Causes and Occurrence
When wind and waves push water toward the shore, that water is often forced sideways by the oncoming waves. This water streams along the shoreline until it finds an exit back to the sea or open lake water. The resulting rip current is usually narrow and located in a trench between sandbars, under piers or along jetties. A common misconception is that ordinary undertow or even rip currents are strong enough to pull someone under the surface of the water; in reality the current is strongest at the surface. This strong surface flow tends to dampen incoming waves, leading to the illusion of a particularly calm part of the sea, which may possibly lure some swimmers into the area. The off-shore path taken by a rip current can be demonstrated by placing colored dye at the start of a current at the shoreline.
Rip currents are stronger when the surf is rough (such as during high onshore winds, or when a strong hurricane is far offshore) or when the tide is low.

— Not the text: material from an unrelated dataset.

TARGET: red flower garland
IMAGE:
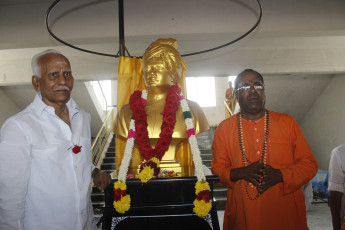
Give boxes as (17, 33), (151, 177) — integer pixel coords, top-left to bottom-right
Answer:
(129, 85), (181, 160)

A more theoretical description involves a quantity known as radiation stress. This is the force (or momentum flux) exerted on the water column by the presence of the wave. As a wave shoals and increases in wave height prior to breaking, radiation stress increases. To balance this, the mean surface (the water level with the wave averaged out) decreases—this is known as setdown. As the wave breaks and continues to reduce in height, the radiation stress decreases. To balance this force, the mean surface increases—this is known as setup. As a wave propagates over a sandbar with a gap (as shown above), the wave breaks on the bar, leading to setup. However, the part of the wave that propagates over the gap does not break, and thus setdown will continue. Thus, the mean surface over the bars is higher than that over the gap, and a strong flow will issue outward through the gap.
Rip currents can potentially occur wherever strong longshore variability in wave breaking exists. This variability may be caused by sandbars (as above) or even by crossing wave trains.